Abortion’s corrupting influence undermines the philosophy that undergirds and protects Western medicine: the Hippocratic tradition

By Dave Andrusko

When the Supreme Court hears oral arguments December 1 in Dobbs v. Jackson Women’s Health Organization, it’s easy to predict there will be virtually no discussion in the popular press of one of the state’s “compelling interests” in protecting unborn babies over 15 weeks: safeguarding the integrity of the medical profession. (The right of conscience—the right of a health care provider not to be forced to participate—is a separate and very important issue.)

Fortunately, Grazie Pozo Christine offers a keen explanation of how “Elective Abortion Undermines Medicine’s Core Philosophy.”

In the amicus brief she and doctors filed in the Dobbs case, they noted 

By locking in “viability” as the only legally sufficient reason a State may prohibit abortions, Casey is also out-of-step with the Court’s own recognition of other state interests justifying regulation of previability abortion. Some examples: preventing the coarsening of society to the humanity of newborns; the integrity and ethics of the medical profession, who must simultaneously treat the unborn child as a patient in some contexts and as mere “tissue” in others… [underlining added]

“Coarsening” society is shorthand for abortion’s capacity to  brutalizes everything and everyone involved:

In its brief, Mississippi pointed out that abortions performed after 15 weeks “involve the use of surgical instruments to crush and tear the unborn child apart before removing the pieces of the dead child from the womb.” Engaging in this “barbaric practice” for non-therapeutic reasons, the state said, is “demeaning to the profession.” Unlike the general public, involved medical staff cannot turn a blind eye to the detritus of a late-term abortion—the body parts of what is so obviously a small human person.
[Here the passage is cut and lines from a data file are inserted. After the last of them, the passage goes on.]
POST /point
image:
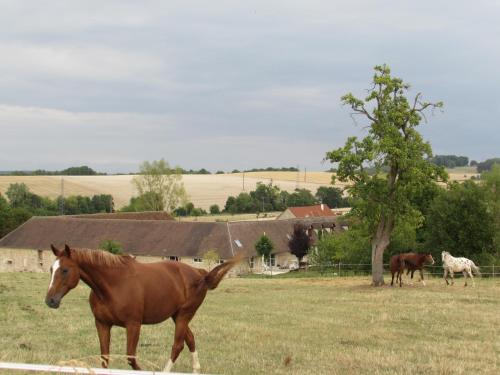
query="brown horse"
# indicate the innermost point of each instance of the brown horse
(127, 293)
(411, 262)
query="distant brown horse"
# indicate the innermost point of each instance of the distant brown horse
(127, 293)
(411, 262)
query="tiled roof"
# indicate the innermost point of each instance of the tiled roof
(319, 210)
(154, 237)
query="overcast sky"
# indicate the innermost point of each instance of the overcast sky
(234, 84)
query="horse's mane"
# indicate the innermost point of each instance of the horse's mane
(100, 258)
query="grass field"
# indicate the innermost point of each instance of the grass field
(272, 326)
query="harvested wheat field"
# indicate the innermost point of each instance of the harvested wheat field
(277, 326)
(203, 190)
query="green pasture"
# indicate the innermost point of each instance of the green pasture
(277, 326)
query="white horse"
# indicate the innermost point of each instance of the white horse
(464, 265)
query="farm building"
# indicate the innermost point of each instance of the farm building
(28, 247)
(318, 210)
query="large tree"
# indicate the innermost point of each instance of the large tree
(395, 150)
(160, 186)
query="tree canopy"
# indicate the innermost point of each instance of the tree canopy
(392, 143)
(159, 186)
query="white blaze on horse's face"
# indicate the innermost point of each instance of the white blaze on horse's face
(55, 266)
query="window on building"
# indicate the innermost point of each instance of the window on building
(271, 261)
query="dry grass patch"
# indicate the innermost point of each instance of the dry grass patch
(289, 326)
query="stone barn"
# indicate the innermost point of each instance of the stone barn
(28, 247)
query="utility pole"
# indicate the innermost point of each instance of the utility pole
(62, 196)
(298, 178)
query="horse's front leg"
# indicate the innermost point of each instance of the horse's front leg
(133, 332)
(104, 333)
(471, 277)
(422, 277)
(192, 348)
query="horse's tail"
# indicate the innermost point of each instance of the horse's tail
(213, 278)
(475, 269)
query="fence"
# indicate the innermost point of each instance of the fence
(345, 269)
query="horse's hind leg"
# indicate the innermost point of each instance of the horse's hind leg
(422, 277)
(133, 332)
(192, 348)
(103, 331)
(181, 327)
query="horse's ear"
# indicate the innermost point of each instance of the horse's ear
(67, 250)
(55, 250)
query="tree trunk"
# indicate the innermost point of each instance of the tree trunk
(379, 243)
(378, 248)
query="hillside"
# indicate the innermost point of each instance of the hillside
(203, 190)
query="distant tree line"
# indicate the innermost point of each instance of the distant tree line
(20, 204)
(273, 169)
(71, 171)
(268, 197)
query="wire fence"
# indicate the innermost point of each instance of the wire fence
(346, 269)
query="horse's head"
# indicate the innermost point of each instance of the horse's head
(429, 259)
(65, 275)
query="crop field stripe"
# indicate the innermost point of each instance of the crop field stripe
(75, 370)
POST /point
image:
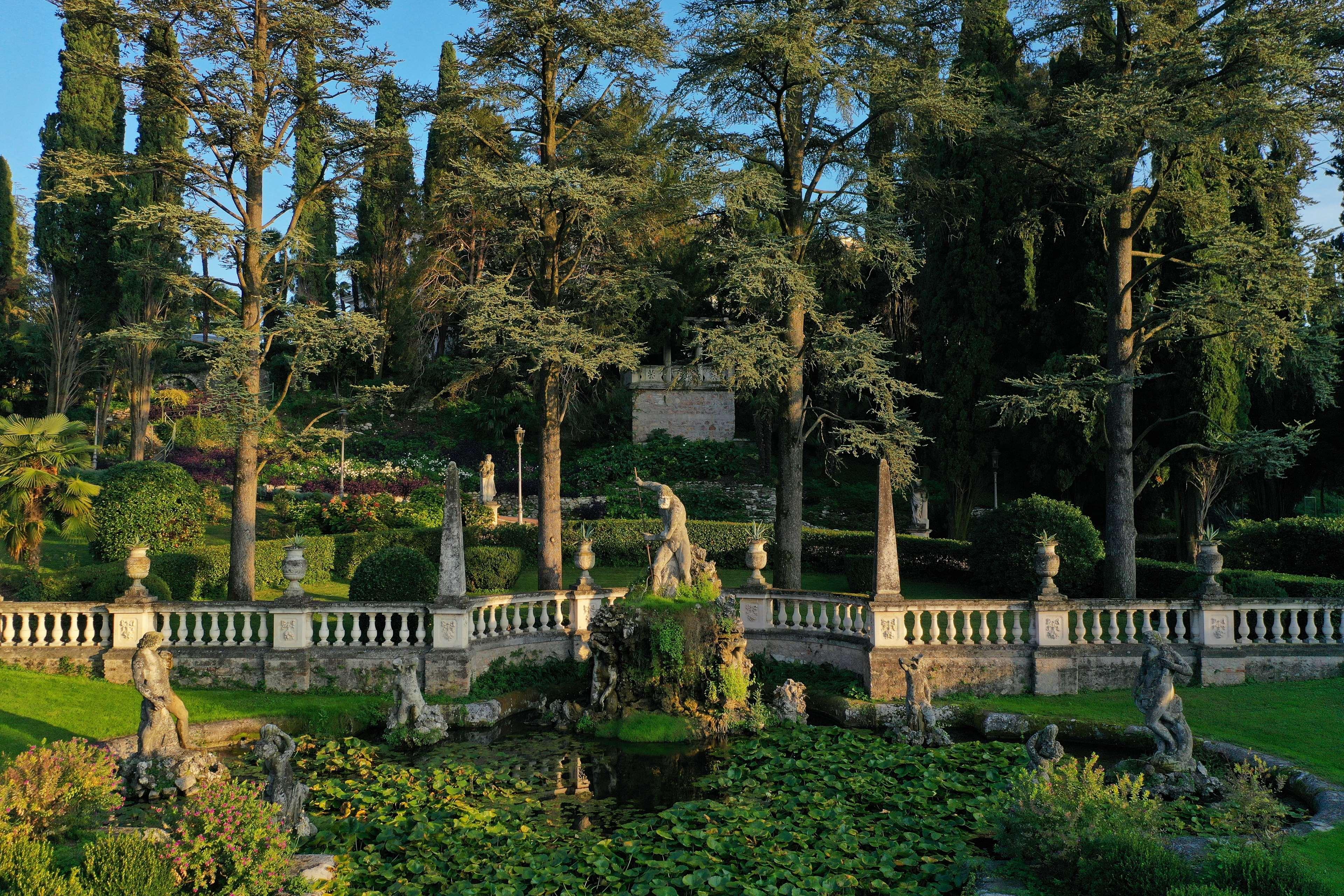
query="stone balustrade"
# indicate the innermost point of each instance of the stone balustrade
(980, 645)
Being educated in anatomy and embryology, they cannot pretend that these are only “products of conception,” a favorite euphemism of the abortion industry. Limits like the Mississippi law protect physicians and other staff from exposure to this cruel practice.

But Christie takes her objections another step further: “Asking medical professionals to perform elective abortion right up until birth undermines the philosophy that undergirds and protects Western medicine: the Hippocratic tradition.”

In the United States, elective abortion has been one of the great exceptions to Hippocratic medicine. Roe warped the medical profession by establishing in law the hideous idea that a person can be at once a valuable patient, the object of all our care and skill, and the victim of a purposeful killing. This double-minded thinking has seeped into our medical schools and our professional associations; it has infiltrated the sacred space between patient and doctor, where nothing but trust should abide. Roe casts a long, dark shadow over a profession whose members entered it answering a noble call—the call to heal the sick and protect the vulnerable, to embrace and accompany suffering souls.

Christine points out that physicians “have resisted the debasement of our vocation that Roe has occasioned.” For example, more than 80%  of all obstetricians/gynecologists will have no part in performing abortions. 

Her conclusion is that “the state has a profound interest in protecting the integrity of the medical profession” by maintaining an impenetrable wall between physicians and abortion. “Doing so also protects our patients—both mothers and their unborn children,” she writes.

Many who are with me in the medical profession across the country hope that the Supreme Court will, at long last, allow states to protect their littlest patients from the cruelty of elective late abortions and protect their caregivers from being exposed to the demeaning practice.

It’s time to restore the honorable, life-affirming ethics of the medical profession, bringing it out from Roe’s dark shadow and into the warm light.